El primer impulso para la apuesta es la diferencia entre el ataque de Flamengo y la defensa de Lausanne de visita. Flamengo llega invicto y viene con mucho gol en las últimas presentaciones, por eso la victoria directa es la opción más clara. Lausanne suma dos triunfos seguidos, pero sus salidas han dejado huecos en la retaguardia que un equipo con la pegada de Flamengo puede aprovechar. El riesgo lo trae la rotación típica de los amistosos: si Flamengo preserva titulares, baja la probabilidad de una victoria contundente y la cuota se ajusta.

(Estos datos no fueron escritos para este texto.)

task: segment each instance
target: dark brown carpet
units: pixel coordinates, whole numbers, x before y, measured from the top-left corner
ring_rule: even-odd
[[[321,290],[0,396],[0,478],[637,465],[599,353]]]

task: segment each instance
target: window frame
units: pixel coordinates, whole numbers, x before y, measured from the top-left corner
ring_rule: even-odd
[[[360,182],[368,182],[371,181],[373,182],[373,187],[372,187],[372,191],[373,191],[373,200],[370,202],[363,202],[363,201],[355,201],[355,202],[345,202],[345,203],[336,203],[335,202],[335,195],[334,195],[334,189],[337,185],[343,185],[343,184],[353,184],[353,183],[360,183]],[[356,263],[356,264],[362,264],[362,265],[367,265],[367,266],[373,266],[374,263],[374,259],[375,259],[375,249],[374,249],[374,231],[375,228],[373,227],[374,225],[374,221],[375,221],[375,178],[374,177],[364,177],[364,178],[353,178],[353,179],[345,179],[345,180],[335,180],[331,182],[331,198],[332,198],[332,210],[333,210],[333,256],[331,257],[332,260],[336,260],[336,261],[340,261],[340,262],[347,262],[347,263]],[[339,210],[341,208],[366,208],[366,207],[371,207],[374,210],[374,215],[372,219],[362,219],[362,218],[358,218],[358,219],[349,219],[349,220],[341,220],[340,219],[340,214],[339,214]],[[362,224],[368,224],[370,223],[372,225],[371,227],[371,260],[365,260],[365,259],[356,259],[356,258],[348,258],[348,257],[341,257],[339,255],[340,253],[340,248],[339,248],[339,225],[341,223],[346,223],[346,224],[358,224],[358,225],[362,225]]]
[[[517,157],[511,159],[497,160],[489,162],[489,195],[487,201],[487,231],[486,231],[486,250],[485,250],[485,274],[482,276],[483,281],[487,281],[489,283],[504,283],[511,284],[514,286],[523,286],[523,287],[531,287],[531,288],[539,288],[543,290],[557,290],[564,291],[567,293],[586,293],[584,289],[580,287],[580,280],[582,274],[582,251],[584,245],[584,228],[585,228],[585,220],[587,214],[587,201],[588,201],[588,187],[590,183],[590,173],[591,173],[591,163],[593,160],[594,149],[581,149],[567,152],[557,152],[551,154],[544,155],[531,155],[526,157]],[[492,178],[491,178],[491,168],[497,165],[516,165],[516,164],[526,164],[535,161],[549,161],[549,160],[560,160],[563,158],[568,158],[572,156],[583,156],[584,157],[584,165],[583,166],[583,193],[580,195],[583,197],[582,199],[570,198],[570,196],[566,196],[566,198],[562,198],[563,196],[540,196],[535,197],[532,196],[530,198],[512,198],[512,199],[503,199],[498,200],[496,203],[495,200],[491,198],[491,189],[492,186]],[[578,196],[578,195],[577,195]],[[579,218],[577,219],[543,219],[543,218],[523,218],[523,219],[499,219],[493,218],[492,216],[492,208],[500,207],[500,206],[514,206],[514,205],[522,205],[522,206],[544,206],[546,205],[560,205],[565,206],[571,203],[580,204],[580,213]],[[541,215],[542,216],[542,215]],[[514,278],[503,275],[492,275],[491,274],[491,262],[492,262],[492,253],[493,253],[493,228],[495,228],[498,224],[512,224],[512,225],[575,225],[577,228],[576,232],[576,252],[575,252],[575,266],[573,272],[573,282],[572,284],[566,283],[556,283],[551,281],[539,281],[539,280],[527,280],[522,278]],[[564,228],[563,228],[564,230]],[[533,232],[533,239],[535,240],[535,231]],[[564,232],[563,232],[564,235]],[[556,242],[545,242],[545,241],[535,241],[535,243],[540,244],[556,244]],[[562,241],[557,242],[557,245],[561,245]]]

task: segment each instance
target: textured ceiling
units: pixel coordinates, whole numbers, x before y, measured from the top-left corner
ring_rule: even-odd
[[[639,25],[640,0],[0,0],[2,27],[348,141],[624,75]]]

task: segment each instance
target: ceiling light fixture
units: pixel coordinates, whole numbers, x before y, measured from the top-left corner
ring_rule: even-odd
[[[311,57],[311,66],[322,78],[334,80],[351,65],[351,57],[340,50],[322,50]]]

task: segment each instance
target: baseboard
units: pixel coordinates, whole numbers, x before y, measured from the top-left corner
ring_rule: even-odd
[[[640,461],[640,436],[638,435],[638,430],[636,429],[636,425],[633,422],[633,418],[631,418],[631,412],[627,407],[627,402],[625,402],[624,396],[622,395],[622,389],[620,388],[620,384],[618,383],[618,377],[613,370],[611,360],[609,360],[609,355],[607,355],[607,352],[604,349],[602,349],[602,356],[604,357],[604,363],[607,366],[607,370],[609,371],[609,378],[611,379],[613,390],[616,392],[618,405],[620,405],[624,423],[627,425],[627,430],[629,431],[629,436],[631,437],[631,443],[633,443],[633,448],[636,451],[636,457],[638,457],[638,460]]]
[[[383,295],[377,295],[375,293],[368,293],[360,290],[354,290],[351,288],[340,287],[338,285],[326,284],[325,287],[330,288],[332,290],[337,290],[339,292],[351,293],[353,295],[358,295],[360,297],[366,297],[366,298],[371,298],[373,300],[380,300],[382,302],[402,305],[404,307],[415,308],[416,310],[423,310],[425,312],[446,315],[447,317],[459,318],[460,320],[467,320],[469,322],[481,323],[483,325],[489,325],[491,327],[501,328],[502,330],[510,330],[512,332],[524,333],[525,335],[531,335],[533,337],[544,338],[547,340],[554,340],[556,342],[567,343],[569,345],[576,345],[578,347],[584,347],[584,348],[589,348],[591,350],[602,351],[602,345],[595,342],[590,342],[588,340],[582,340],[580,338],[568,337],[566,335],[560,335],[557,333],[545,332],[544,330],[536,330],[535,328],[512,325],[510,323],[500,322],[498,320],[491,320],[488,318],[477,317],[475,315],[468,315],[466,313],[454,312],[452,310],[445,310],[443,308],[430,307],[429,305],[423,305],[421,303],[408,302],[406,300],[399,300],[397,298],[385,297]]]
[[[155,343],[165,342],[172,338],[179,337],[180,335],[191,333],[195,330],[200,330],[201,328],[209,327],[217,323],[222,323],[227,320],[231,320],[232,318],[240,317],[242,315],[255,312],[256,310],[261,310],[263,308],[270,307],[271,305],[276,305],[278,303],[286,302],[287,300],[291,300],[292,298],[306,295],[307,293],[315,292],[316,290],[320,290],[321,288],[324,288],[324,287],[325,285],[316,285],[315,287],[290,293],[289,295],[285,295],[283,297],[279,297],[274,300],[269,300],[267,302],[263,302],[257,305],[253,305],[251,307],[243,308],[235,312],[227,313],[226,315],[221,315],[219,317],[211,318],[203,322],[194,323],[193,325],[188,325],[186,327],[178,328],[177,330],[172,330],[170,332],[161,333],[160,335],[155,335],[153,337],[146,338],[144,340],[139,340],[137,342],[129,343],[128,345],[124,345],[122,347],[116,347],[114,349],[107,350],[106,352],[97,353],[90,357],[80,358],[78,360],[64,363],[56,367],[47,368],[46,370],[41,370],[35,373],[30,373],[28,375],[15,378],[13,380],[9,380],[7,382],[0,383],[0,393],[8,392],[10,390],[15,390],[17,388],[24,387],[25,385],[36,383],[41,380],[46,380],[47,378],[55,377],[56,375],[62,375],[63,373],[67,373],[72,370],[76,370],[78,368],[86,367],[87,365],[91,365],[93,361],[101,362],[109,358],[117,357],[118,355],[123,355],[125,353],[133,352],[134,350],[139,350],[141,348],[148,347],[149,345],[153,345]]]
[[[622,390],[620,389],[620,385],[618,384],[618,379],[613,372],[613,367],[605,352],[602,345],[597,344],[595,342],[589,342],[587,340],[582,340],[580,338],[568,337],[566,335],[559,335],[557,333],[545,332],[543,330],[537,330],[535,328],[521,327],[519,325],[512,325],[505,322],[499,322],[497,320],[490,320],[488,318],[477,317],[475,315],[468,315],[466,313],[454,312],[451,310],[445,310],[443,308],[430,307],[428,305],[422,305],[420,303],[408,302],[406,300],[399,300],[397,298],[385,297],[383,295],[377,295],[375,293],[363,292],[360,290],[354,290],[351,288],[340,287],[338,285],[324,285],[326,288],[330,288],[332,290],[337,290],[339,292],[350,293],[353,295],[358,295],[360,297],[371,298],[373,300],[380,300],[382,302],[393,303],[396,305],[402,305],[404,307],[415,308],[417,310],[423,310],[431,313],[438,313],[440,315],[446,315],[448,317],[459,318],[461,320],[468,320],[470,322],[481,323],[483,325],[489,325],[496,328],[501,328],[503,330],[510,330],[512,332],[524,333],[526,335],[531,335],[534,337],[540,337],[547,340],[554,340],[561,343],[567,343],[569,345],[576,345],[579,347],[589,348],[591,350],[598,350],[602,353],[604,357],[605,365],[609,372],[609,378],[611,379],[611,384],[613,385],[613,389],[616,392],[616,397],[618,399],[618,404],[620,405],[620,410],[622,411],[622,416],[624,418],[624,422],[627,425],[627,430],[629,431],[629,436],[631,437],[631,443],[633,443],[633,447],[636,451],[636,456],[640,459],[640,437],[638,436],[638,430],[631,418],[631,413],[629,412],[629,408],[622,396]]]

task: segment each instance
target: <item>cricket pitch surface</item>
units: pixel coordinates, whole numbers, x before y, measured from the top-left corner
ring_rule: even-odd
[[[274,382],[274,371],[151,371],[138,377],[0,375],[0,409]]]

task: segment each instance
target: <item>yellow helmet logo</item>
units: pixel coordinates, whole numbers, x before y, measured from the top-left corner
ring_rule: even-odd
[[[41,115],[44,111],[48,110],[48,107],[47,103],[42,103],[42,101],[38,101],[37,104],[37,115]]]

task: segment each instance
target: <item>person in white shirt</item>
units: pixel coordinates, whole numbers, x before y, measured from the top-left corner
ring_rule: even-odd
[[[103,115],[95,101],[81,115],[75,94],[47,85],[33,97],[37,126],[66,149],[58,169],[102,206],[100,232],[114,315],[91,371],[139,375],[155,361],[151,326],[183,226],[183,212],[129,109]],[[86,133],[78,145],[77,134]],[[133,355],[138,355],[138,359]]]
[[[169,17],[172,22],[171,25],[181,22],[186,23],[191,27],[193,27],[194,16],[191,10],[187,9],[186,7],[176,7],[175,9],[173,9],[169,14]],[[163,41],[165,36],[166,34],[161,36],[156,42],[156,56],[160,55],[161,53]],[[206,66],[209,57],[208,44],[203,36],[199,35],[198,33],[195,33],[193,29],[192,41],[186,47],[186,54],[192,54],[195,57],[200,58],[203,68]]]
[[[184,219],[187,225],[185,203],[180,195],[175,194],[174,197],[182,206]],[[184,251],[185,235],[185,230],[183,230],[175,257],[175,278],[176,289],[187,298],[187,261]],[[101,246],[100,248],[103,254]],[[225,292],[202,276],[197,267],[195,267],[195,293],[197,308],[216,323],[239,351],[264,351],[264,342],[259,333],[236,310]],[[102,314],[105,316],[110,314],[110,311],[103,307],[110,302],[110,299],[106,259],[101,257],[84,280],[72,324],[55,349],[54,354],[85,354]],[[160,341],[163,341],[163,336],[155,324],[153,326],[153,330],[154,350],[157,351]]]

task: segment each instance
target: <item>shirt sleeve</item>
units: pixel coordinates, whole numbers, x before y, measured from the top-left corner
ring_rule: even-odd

El segundo punto es el número de goles. En los amistosos suele haber partidos abiertos y, si Lausanne tiende a regalar espacios fuera de casa, aumenta la posibilidad de que ambos equipos anoten. El desequilibrio ofensivo coloca a Flamengo como generador de ocasiones, mientras que las victorias recientes del local muestran que también pueden anotar. En contra está la opción de que Flamengo controle el encuentro y cierre los espacios, quedando una victoria limpia sin goles del rival.
La tercera alternativa mezcla la lógica de superioridad visitante con la tendencia del local a convertir: 1-2 a favor de Flamengo. Encaja con un visitante dominante que, pese a todo, concede por sus salidas y ofrece mayor retorno. La debilidad de esta opción es la variabilidad por cambios de jugadores o una actuación arrolladora de Flamengo que deje un marcador más amplio.
La mayoría de análisis apunta a la victoria de Flamengo, mientras que las apuestas sobre el número de goles y el marcador exacto recogen la incertidumbre propia de un amistoso con posibles rotaciones; por eso la victoria directa queda entre las opciones más conservadoras y las más arriesgadas.